Posted by Racer on July 20, 2001, at 23:28:04

OK, really bad day. Highlight: falling down in the parking lot at work and skinning my knee. Lots of pain in swollen knee, huge lacerations to my pride.

THEN, I get to a lesson which should include at least two instructors, because the kids are such beginners, and find I'm the only one there with a schitzy horse -- the one with the rider who's so tiny her legs don't reach the bottom of the saddle flap!

I do the only thing I can think of to do: send a kid to find another instructor, or, if no one will come, get an ADULT helper to come help. Needless to say, none of the other instructors are willing to come. I get the adult helper, who is not an expert with horses. Big deal, she's an adult, and won't let the kid get hurt.
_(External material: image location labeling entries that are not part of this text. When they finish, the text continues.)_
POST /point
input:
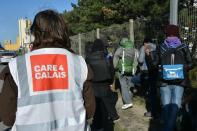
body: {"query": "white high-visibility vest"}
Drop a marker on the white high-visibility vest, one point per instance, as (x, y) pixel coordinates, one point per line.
(50, 83)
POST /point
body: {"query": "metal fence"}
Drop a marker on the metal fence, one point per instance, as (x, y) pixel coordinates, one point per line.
(141, 28)
(188, 26)
(113, 34)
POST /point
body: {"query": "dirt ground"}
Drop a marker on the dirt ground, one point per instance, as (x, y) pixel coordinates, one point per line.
(132, 119)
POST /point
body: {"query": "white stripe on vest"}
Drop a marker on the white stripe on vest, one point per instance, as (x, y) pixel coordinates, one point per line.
(56, 106)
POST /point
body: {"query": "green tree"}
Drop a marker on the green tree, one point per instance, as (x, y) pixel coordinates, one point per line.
(91, 14)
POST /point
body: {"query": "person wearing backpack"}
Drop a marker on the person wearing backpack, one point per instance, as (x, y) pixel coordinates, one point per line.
(125, 63)
(101, 64)
(174, 61)
(149, 77)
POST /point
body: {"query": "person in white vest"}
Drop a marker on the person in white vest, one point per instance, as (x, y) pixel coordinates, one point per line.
(53, 93)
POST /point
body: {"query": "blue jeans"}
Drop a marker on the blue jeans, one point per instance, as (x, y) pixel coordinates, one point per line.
(126, 84)
(171, 97)
(171, 94)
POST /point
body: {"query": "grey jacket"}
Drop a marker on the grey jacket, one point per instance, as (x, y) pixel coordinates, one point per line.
(141, 58)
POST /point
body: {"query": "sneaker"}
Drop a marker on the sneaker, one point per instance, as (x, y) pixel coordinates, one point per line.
(126, 106)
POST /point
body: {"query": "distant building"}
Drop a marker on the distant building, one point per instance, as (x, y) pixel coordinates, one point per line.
(24, 32)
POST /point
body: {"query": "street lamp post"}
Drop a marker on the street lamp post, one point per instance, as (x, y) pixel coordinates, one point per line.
(173, 11)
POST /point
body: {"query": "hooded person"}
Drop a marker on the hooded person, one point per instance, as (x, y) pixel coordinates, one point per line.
(49, 88)
(174, 61)
(102, 67)
(148, 76)
(125, 64)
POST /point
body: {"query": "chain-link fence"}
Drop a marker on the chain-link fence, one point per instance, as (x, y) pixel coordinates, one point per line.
(113, 34)
(110, 35)
(188, 27)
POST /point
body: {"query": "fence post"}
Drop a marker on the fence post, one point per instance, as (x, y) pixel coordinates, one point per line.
(79, 39)
(97, 33)
(131, 29)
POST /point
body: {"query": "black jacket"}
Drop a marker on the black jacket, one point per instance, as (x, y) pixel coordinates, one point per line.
(163, 57)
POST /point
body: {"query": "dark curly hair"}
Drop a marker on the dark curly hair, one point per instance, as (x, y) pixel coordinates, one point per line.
(50, 30)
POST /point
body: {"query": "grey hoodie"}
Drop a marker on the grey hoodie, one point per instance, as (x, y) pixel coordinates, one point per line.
(141, 58)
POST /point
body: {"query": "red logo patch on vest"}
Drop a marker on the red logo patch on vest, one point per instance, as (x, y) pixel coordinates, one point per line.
(49, 72)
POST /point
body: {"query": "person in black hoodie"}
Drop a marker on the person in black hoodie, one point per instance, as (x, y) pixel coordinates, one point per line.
(174, 61)
(102, 67)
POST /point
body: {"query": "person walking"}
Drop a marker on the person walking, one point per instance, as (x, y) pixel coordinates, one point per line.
(125, 63)
(47, 89)
(101, 64)
(175, 61)
(149, 77)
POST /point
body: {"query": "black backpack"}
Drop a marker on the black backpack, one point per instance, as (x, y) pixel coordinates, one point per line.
(173, 56)
(100, 66)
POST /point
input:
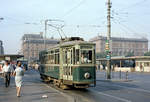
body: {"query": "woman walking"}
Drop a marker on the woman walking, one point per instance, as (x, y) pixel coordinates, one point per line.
(18, 73)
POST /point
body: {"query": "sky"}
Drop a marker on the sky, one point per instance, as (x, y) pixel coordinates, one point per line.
(83, 18)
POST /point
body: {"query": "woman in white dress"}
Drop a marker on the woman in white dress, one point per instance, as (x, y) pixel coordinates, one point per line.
(18, 73)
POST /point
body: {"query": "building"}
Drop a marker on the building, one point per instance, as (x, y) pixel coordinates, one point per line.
(122, 46)
(32, 44)
(1, 48)
(126, 64)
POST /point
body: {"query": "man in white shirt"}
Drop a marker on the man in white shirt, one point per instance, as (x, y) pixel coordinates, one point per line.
(7, 71)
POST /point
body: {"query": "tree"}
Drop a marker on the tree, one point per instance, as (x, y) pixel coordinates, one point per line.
(147, 54)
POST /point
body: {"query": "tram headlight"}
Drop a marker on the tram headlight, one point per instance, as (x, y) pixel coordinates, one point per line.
(87, 75)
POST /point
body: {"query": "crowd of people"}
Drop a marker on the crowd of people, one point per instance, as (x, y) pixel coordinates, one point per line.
(8, 70)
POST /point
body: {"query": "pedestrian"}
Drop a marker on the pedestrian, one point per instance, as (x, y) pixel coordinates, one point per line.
(7, 72)
(18, 73)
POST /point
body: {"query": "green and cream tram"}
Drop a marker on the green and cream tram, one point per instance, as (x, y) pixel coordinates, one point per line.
(69, 64)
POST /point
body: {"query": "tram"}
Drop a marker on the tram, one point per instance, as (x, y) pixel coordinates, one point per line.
(71, 63)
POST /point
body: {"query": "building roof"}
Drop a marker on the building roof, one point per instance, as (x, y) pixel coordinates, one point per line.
(120, 39)
(41, 41)
(32, 36)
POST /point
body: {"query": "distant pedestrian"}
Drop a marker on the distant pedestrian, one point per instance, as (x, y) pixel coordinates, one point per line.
(7, 72)
(18, 73)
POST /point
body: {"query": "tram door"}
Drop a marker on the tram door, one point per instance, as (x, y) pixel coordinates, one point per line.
(67, 64)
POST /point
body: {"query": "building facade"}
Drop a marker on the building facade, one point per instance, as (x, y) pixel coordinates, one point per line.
(32, 44)
(122, 46)
(1, 48)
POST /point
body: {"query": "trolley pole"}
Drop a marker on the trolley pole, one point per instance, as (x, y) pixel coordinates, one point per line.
(45, 34)
(108, 39)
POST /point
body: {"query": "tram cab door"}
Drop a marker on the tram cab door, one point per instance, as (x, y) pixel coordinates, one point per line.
(67, 65)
Well, another instructor then comes by, yells at me for letting the helper lunge the kid on the horse, and tells me to put the horse on the rail with everyone else! I say, "No way."

Now I'm mixed between fury, that someone would come by and yell without asking the circumstances; and terror that I'll lose my job for doing something wrong.

Bottom line is that I'm spinning. Not because I think I did the wrong thing. I know I did the wrong thing, but I also know that it was the only safe and acceptable wrong thing to do in those circumstances. The problem is that I just don't know what the best wrong thing to have done would be. And, of course, I don't know how to assert myself in that situation safely. Nor how to let the other instructor's comments slide by calmly, secure in the knowledge that I did the safest thing available to me at that time.

So, someone tell me the definitive answer. Tell me how to be perfect so that I never have to go through this again. Shouldn't be hard, right? After all, it's only all my life rising up inside me telling me that I MUST, by definition, be wrong, and the really homely thirteen year old girl inside me cowering in front of the truly beautiful, thin, rich and confident girl telling me I'm wrong.

Oh, and mind you, I'm in my late thirties, and this chick was about twenty. Not that personal insecurities have anything at all to do with this. (But don't worry if you're younger than I and hope that age brings increased confidence around cute young women. It doesn't, there's always that inner 13 year old!)